The Canadian dollar has been on a downward spiral for several weeks. On Thursday it reached a 2 1/2-year low of 70.10 U.S. cents, near levels unseen for 11 years.
The dollar came close to breaching a low of 70.09 U.S. cents, set in 1995 when it was hit by fallout from the Mexican peso crisis. The dollar traded at 70.25 U.S. cents in late trading Friday.
The currency’s slide has prompted an aggressive, often unsuccessful defense of the dollar by the Bank of Canada. On Tuesday, the central bank hiked interest rates to end “persistent weakness” in the currency.
The rate hike failed to halt the dollar’s slide, with the Bank of Canada buying dollars on the open market in the following three days to support the dollar.
Analysts blame most of the currency’s weakness on the crisis in Asian financial markets, which drove investors toward big, “safe haven” currencies like the U.S. dollar and German mark.
The crisis has also lowered forecasts for Asian growth, which has hurt commodity prices. Canada is a large exporter of commodities such as lumber and metal, and its currency often mirrors changes in global demand for commodities.

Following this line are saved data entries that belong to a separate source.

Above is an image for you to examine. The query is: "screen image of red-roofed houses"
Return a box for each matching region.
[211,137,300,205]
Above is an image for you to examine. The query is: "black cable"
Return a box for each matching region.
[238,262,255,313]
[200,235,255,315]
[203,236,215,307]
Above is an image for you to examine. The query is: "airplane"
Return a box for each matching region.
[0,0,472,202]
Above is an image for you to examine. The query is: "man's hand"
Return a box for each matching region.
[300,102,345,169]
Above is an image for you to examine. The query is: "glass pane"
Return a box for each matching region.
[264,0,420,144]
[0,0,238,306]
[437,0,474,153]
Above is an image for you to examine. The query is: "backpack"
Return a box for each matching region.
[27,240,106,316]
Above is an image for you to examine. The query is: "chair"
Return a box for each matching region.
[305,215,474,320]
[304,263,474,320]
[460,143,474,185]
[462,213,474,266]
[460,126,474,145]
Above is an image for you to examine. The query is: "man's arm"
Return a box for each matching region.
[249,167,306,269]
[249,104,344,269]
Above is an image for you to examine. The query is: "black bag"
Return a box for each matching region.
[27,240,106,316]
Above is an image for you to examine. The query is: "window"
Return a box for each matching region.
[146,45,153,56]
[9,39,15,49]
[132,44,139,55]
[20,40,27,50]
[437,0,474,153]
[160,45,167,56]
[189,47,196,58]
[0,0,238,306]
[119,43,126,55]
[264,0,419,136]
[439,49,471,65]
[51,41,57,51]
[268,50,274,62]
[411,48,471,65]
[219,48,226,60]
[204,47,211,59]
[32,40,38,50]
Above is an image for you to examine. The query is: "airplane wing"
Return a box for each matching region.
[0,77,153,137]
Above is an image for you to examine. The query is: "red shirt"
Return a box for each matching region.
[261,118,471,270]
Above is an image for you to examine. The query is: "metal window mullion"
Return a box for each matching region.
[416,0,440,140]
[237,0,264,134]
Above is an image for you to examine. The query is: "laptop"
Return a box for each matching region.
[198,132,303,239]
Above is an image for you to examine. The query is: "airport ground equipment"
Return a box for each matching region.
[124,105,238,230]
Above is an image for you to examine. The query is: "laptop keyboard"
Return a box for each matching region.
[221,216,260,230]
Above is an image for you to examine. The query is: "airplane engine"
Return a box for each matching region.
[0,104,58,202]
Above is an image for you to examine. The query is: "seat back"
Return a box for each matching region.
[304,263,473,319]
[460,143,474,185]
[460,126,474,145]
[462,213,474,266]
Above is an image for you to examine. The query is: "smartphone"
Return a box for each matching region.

The slide in the currency has been compared to a similar drop in early 1995 caused by the Mexican peso crisis. The Canadian dollar then earned the nickname the “Hudson’s Bay peso.” The Bank of Canada was forced to hike interest rates 250 points to end the sell-off.
Analysts said that economic and political fundamentals in Canada were better now than in 1995 and that the Canadian dollar would strengthen in coming months.
“If you scratch beneath the surface, the picture that emerges for the currency is a lot more bullish than the headlines might suggest,” said Rob Palombi, senior fixed-income analyst at MMS International.